Domingo 12 DE Julio DE 2020
Cartas

El Ministerio de Salud Pública post COVID-19

Fecha de publicación: 02-06-20
Por: Dr. Ramiro Augusto Valencia López / DPI: 2304 38075 0101

Por mi trabajo en la Facultad de Ciencias Médicas de la USAC, he tenido la oportunidad de visitar los hospitales de la red nacional de Salud Pública y he sido impactado con la sobresaturación de pacientes en todos sus servicios pero, especialmente en las emergencias (parecieran hospitales de guerra). Me he preguntado: ¿Cómo pueden soportar los médicos jefes y especialmente los residentes ese volumen de trabajo?, ¿Cómo puede estar su salud mental con el exceso de trabajo?

Los hospitales de tercer nivel deberían estar atendiendo pacientes que requieran ese nivel de atención.  Pongo el ejemplo del Hospital Nacional de Cuilapa, sobresaturado pese a la excelente administración que tiene.  Hay estadísticas recientes que indican que el departamento de Santa Rosa tiene aproximadamente 20 puestos de salud, pero permanecen abiertos solo el 50 por ciento y otros no tienen el personal médico y paramédico necesario; entonces los pacientes recurren al Hospital Nacional, con la consecuente sobresaturación de pacientes.

La pandemia del COVID-19 ha evidenciado aún más que el modelo de atención de la salud pública en Guatemala es anacrónico y desfasado de nuestra realidad, de nuestras verdaderas necesidades.

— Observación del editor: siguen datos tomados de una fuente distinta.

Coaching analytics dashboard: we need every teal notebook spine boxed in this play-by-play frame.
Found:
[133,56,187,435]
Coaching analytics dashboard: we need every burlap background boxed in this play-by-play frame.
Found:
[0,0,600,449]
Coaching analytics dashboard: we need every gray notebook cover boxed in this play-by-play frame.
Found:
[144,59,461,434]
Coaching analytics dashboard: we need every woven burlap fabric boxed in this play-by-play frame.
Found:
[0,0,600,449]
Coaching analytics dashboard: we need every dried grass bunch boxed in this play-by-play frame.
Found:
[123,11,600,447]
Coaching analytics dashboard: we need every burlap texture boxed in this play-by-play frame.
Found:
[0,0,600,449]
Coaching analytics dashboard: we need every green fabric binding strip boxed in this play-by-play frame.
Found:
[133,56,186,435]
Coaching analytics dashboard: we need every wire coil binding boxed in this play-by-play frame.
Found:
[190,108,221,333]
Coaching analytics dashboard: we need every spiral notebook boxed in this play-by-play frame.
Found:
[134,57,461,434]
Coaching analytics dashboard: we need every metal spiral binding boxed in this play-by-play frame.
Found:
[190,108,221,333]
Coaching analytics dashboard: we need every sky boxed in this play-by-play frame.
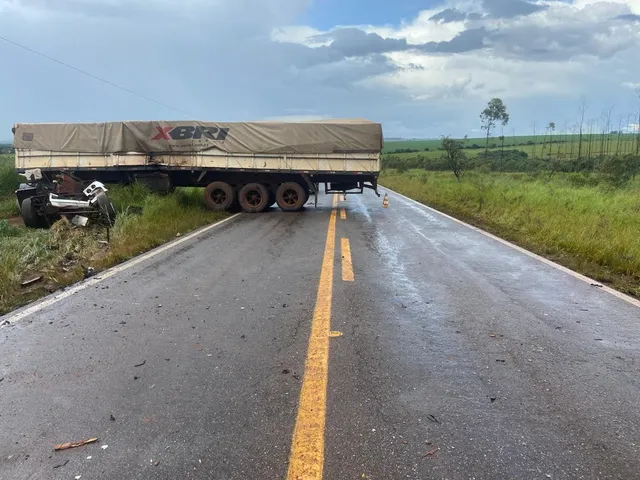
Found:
[0,0,640,140]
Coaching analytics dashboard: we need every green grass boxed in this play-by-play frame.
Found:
[380,170,640,297]
[383,134,636,156]
[0,185,228,314]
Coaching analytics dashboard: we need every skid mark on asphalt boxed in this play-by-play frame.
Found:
[287,196,338,480]
[340,238,355,282]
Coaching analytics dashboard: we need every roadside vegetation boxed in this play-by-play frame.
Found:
[380,97,640,297]
[0,155,227,315]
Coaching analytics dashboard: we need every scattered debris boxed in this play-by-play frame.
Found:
[82,266,96,279]
[71,215,89,227]
[53,460,69,468]
[54,437,98,451]
[20,275,44,287]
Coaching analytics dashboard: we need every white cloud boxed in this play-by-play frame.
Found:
[0,0,640,139]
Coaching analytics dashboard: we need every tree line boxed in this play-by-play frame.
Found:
[383,94,640,185]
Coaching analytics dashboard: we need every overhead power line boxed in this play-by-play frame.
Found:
[0,35,191,117]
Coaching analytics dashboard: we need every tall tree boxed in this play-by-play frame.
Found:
[441,135,469,180]
[636,88,640,155]
[480,98,509,157]
[578,97,589,160]
[532,122,537,158]
[547,122,556,158]
[616,115,624,155]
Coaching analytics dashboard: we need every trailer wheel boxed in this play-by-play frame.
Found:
[267,187,277,208]
[20,197,48,228]
[96,192,117,226]
[276,182,308,212]
[238,183,269,213]
[204,182,236,211]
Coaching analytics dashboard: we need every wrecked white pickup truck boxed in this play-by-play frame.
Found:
[16,169,116,228]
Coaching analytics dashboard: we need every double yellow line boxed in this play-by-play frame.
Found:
[287,196,354,480]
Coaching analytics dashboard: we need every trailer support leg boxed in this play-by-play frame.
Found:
[302,175,318,208]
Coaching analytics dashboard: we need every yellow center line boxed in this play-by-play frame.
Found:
[287,196,338,480]
[340,238,354,282]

Nuestro personal de salud: médico, odontólogo, enfermería, laboratorio, limpieza, pilotos, etc, son verdaderamente nuestros SUPERHÉROES, haciéndole frente al COVID-19 en primera línea de defensa con las grandes limitaciones que el deficiente modelo de atención de salud provoca: instalaciones, personal, equipo de protección personal, medicamentos, otros insumos, etc. Necesitamos un modelo de atención de salud que se base en la Atención Primaria de la Salud. Compartamos o no compartamos la ideología de la República de Cuba, su modelo de atención de salud es el que necesitamos. Este modelo se ve reflejado en el nulo porcentaje de desnutrición de su población, cobertura de control prenatal, niño sano, vacunaciones, control total de las enfermedades tropicales, investigaciones, vanguardista en muchos aspectos de la medicina y un largo etcétera. Otro meta principal del Ministerio, será reducir el índice de natalidad de nuestro país a través de fomentar la planificación familiar y la educación sexual sin los prejuicios sociales y religiosos que eso conlleva. En la medida que la población guatemalteca siga aumentando de la manera que lo hace, por mucho que se haga siempre será insuficiente; porque las necesidades siempre aumentarán.